Does anyone know of a Canadian dealer for Weber speakers?

Thanks
TG


----------



## Rugburn (Jan 14, 2009)

Here in Ontario there are a couple. I thought BoutiqueTone in Montreal carried Weber speakers? Rich at Amplifiers Plus here in Kitchener-Waterloo is a distributor.

Amplifiers Plus - Amplifier Repairs and Restoration - Shipping

Shawn.


----------



## fudb (Dec 8, 2010)

i just bought a weber thru L&M. Think it was a canceled special order, not sure my buddy works there told me he had one (wanted an 8" for my tempo amp).... was competitively priced


----------



## Stratin2traynor (Sep 27, 2006)

I think YellowCabAmplification is a Weber dealer. I bought some stuff from them last year. Worked out great.
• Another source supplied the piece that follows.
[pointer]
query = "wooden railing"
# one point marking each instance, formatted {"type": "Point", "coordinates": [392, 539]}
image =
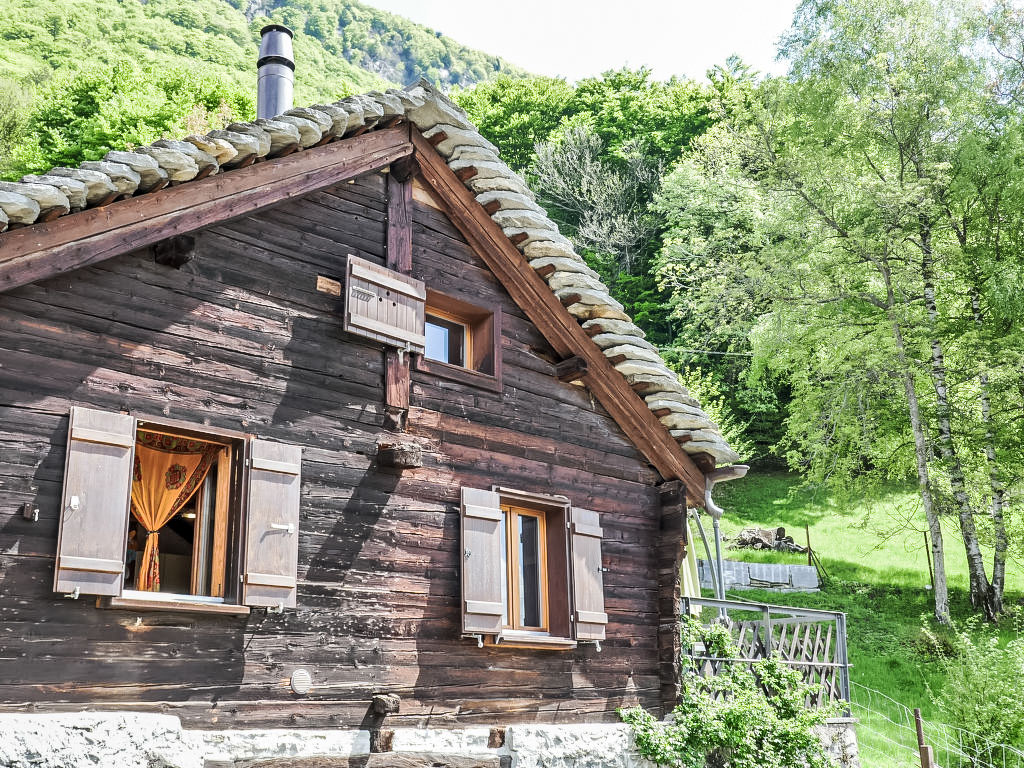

They are in British Columbia.

Custom guitar speaker cabinets, custom bass speaker cabinets, Weber Speakers, Yellow Cab Amplification, Canada, BC


----------



## traynor_garnet (Feb 22, 2006)

Thanks for the responses guys, but none of the links provided indicate that you can order Weber speakers . . .

TG


----------



## WCGill (Mar 27, 2009)

Best I can do is 15% off plus shipping. What were you looking for?


----------



## J S Moore (Feb 18, 2006)

Wish I had known about that before I got mine. It actually wasn't bad ordering direct from Weber. A little less than $500.00 all in for a Blue Dog and Silver Bell with Alnico. I lucked into the 10% Christmas discount.


----------



## Rugburn (Jan 14, 2009)

traynor_garnet said:


> Thanks for the responses guys, but none of the links provided indicate that you can order Weber speakers . . .
> 
> TG


Well, I ordered my Weber speaker from Rich. If you click on the homepage you'll see he's a supplier for Weber.

Shawn.


----------



## traynor_garnet (Feb 22, 2006)

WCGill said:


> Best I can do is 15% off plus shipping. What were you looking for?


Looking for a 10" 8 ohm speaker. Was thinking of one of the 10A125 or 10A150 series speakers.

TG


----------



## WCGill (Mar 27, 2009)

Don't have that one. I probably won't be doing an order for a few months or more so by the time I ordered one, paid shipping and brokerage and sent it to you, there wouldn't be much if any savings to be had. I'd be happy to help if possible.


----------